Post
Topic
Board Beginners & Help
Re: Why such agreement that Deflationary currency is a bad thing
by
bitchess
on 29/04/2013, 11:14:29 UTC
...

...If you can't afford one now, what makes you think you can afford two in 24 years?  

....
If you won't be able to afford it in 24 years, how do you plan to pay the loan in the first place?

The definition of getting a loan is you receive not pay money on day 1.  If you expect the value of money to be higher in the future, that means your loan gets exponentially more expensive to pay back.

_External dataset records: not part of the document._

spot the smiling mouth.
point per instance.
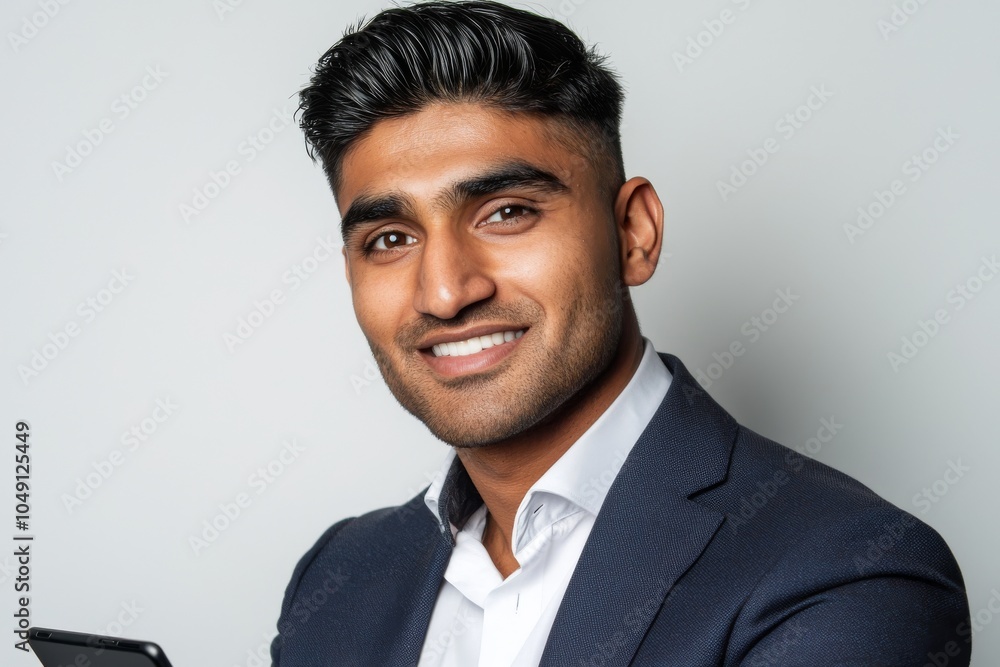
(476, 344)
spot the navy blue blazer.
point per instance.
(714, 546)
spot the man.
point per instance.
(592, 510)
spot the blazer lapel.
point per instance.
(647, 533)
(418, 593)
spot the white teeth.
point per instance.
(473, 345)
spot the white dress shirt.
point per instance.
(480, 618)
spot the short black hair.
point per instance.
(405, 58)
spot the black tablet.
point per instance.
(58, 648)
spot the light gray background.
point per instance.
(306, 372)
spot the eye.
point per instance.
(510, 213)
(388, 241)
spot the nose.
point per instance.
(453, 275)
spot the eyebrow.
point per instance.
(506, 176)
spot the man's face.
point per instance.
(483, 266)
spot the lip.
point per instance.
(466, 334)
(471, 363)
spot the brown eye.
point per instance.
(507, 213)
(390, 240)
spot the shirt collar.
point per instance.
(583, 474)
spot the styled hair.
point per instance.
(479, 51)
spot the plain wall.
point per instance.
(228, 70)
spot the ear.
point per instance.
(639, 219)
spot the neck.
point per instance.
(503, 472)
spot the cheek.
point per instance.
(551, 270)
(379, 305)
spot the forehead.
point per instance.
(421, 152)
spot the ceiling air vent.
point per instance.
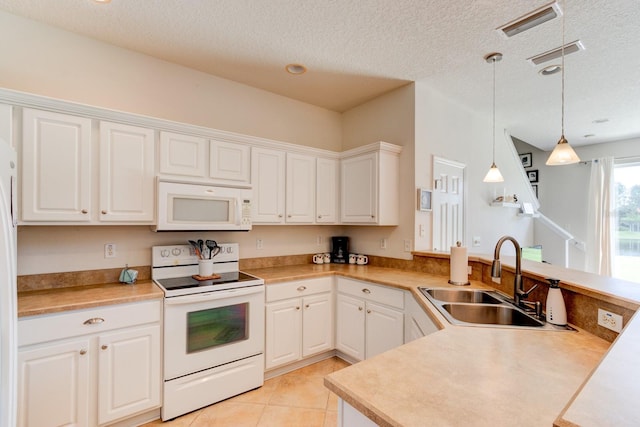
(530, 20)
(550, 55)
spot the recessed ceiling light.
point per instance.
(552, 54)
(551, 69)
(530, 20)
(295, 69)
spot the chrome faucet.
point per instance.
(518, 293)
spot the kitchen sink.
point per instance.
(491, 315)
(463, 295)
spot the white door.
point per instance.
(129, 372)
(283, 331)
(183, 155)
(301, 188)
(56, 167)
(326, 190)
(267, 178)
(384, 329)
(350, 326)
(317, 324)
(448, 203)
(127, 186)
(230, 161)
(53, 385)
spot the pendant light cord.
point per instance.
(562, 52)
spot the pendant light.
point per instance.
(562, 154)
(494, 174)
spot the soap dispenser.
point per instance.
(556, 311)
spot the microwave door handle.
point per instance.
(212, 296)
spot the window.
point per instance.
(626, 258)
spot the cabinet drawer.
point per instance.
(49, 327)
(369, 291)
(298, 288)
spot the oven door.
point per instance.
(209, 329)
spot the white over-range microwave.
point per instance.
(199, 207)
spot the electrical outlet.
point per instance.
(109, 250)
(609, 320)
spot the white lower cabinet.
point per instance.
(369, 318)
(299, 320)
(89, 367)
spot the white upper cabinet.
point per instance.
(230, 161)
(370, 185)
(127, 188)
(326, 191)
(301, 188)
(183, 155)
(56, 167)
(268, 180)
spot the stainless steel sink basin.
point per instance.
(491, 315)
(463, 295)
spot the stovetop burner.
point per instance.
(189, 282)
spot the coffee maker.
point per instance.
(340, 249)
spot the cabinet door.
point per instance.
(283, 332)
(53, 385)
(230, 161)
(129, 376)
(359, 182)
(183, 155)
(384, 329)
(267, 178)
(317, 324)
(301, 188)
(326, 191)
(350, 326)
(56, 167)
(127, 189)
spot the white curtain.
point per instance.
(600, 219)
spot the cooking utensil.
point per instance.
(214, 249)
(196, 248)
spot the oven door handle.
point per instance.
(212, 296)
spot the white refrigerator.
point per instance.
(8, 298)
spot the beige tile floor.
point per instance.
(298, 398)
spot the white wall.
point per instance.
(388, 118)
(449, 130)
(44, 60)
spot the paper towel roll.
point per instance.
(458, 265)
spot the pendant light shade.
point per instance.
(562, 154)
(494, 174)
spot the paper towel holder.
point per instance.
(452, 282)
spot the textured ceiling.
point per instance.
(357, 50)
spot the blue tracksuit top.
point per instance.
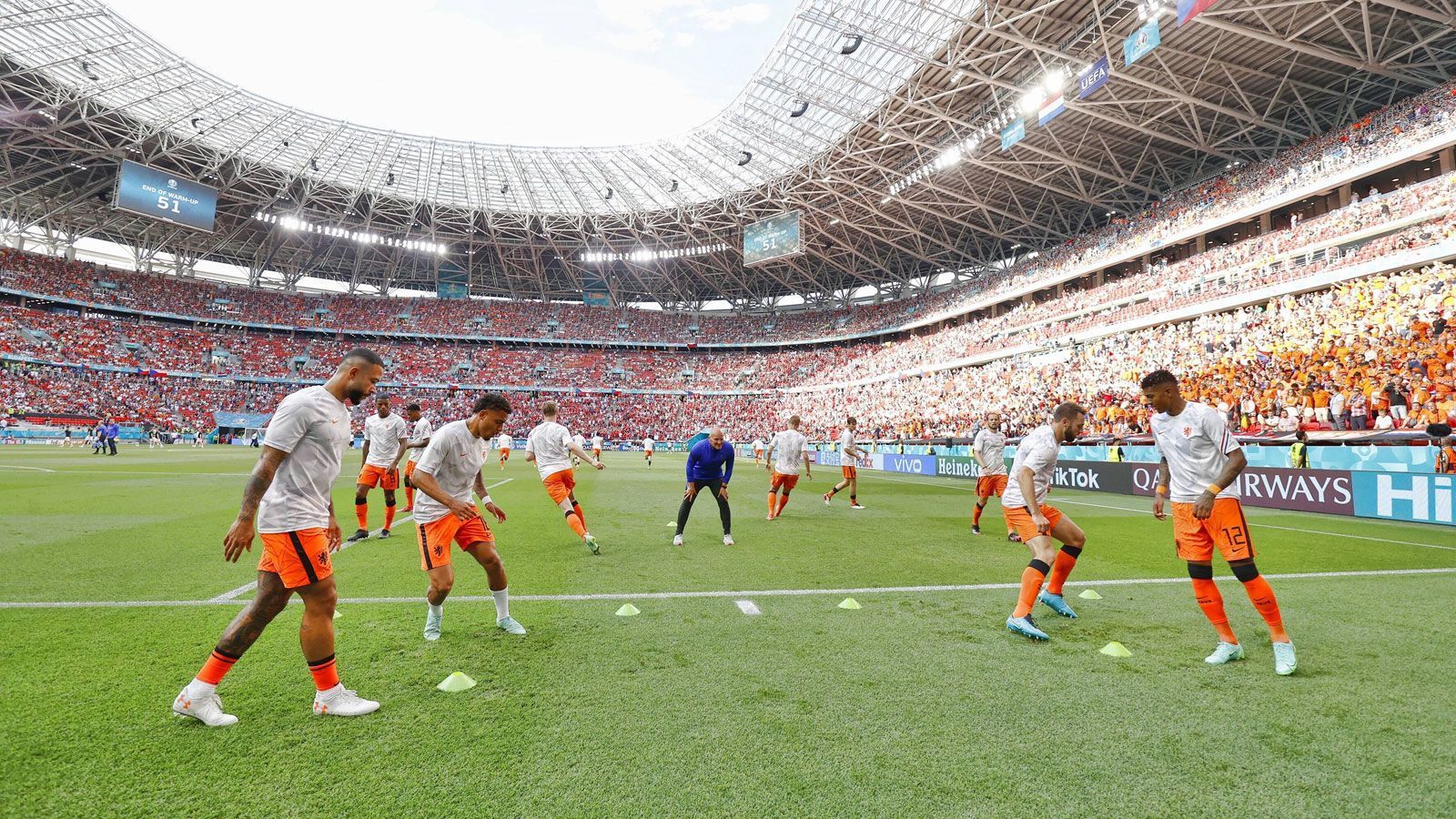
(708, 464)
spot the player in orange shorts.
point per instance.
(551, 448)
(1038, 525)
(449, 471)
(290, 494)
(1198, 472)
(849, 455)
(385, 439)
(786, 450)
(989, 450)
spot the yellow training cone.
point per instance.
(1116, 651)
(458, 681)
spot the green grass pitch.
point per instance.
(917, 704)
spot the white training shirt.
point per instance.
(990, 446)
(453, 460)
(383, 436)
(313, 429)
(788, 452)
(1037, 452)
(551, 443)
(420, 431)
(1198, 443)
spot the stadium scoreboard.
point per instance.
(772, 238)
(165, 196)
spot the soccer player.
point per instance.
(504, 443)
(1198, 472)
(448, 472)
(288, 491)
(420, 430)
(710, 465)
(848, 457)
(1026, 509)
(989, 448)
(552, 448)
(385, 439)
(784, 455)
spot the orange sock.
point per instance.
(325, 673)
(1263, 599)
(1062, 567)
(1031, 579)
(577, 525)
(216, 666)
(1212, 603)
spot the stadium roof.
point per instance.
(877, 118)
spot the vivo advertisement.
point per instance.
(165, 196)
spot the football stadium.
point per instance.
(728, 409)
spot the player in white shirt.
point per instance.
(552, 448)
(385, 439)
(1198, 474)
(448, 474)
(849, 455)
(1026, 509)
(504, 443)
(989, 450)
(420, 430)
(290, 491)
(785, 452)
(581, 443)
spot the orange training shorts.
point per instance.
(1019, 519)
(987, 486)
(434, 538)
(560, 486)
(379, 477)
(1225, 530)
(298, 559)
(779, 480)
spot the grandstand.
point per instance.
(994, 212)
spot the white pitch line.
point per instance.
(922, 482)
(757, 593)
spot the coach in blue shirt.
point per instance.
(710, 467)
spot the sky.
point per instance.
(509, 72)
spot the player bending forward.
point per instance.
(784, 457)
(290, 491)
(448, 472)
(552, 448)
(848, 457)
(1026, 509)
(989, 450)
(1198, 472)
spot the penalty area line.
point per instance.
(742, 595)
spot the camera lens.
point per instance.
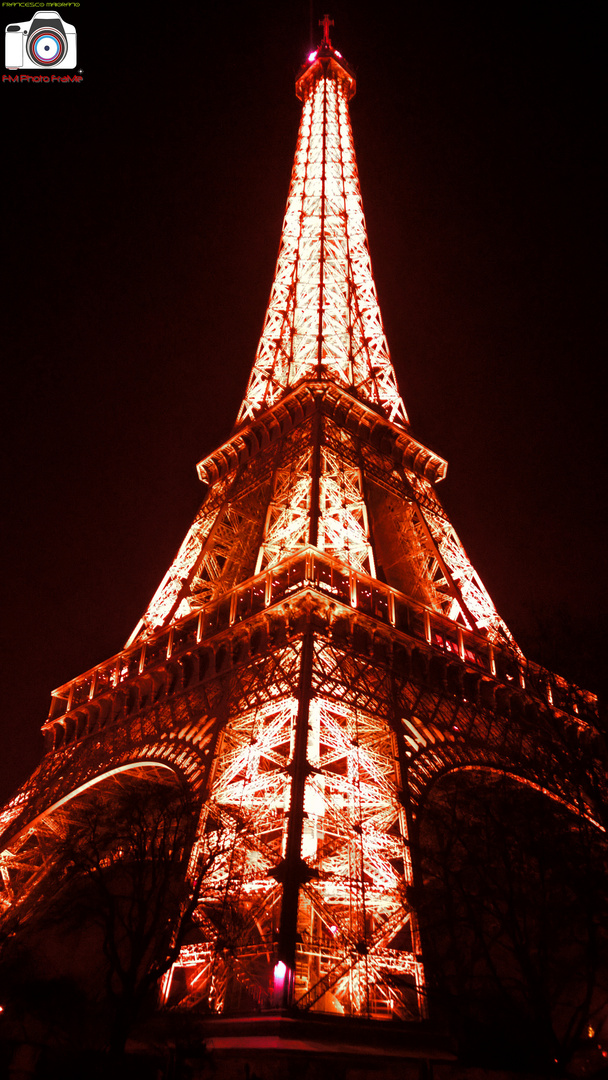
(46, 45)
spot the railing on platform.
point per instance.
(309, 569)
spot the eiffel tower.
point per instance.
(319, 651)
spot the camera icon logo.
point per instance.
(42, 43)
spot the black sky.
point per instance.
(140, 227)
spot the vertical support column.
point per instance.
(294, 871)
(315, 480)
(414, 848)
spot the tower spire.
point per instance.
(323, 321)
(326, 23)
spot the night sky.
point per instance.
(140, 227)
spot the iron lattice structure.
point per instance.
(320, 651)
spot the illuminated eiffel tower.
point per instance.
(320, 649)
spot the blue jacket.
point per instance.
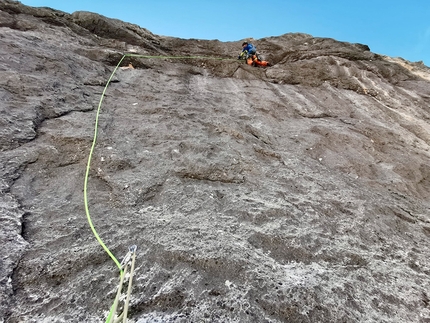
(250, 48)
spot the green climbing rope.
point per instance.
(87, 172)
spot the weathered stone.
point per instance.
(296, 193)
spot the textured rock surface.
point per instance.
(297, 193)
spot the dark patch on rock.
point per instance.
(294, 193)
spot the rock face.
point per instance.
(296, 193)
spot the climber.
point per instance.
(248, 50)
(249, 53)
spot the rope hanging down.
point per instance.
(123, 267)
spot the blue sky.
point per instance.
(397, 28)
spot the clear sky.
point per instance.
(396, 28)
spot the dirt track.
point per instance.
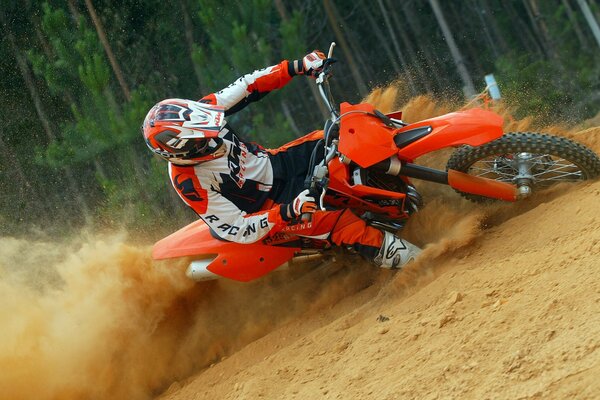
(504, 303)
(515, 314)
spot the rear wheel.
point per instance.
(531, 161)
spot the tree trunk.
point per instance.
(488, 17)
(333, 18)
(469, 88)
(537, 20)
(383, 41)
(528, 38)
(311, 87)
(111, 57)
(589, 17)
(15, 165)
(386, 18)
(431, 64)
(486, 29)
(189, 38)
(28, 79)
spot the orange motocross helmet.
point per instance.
(184, 132)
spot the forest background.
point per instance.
(78, 76)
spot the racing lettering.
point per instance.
(211, 218)
(230, 229)
(249, 229)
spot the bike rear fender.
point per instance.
(240, 262)
(473, 127)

Also, one thing that I didn't mention is whenever the rate of deflation increases, the value of all your outstanding debt goes up in value accordingly.  What this means is if you already owe $100,000 on your mortgage (perhaps you took out the loan when there was steady inflation).  Then if the environment shifts toward deflation, you find that your wages are going down, buying houses now are much cheaper in nominal terms, eg the resale value of your house is dropping, yet you still owe the same $100,000.  Because of this event, your net worth decreases in real terms.  Furthermore, if you think more deflation is to come, you immediately do everything you can to pay off the loan now.  (& that action contributes to decreasing overall money supply which propagates a deflationary spiral.)

The main point is, in a deflationary environment, it is irrational to take out any loans or leave pre-existing loans outstanding.  In an inflationary environment or exact money stability, loans are ok to initiate or leave open.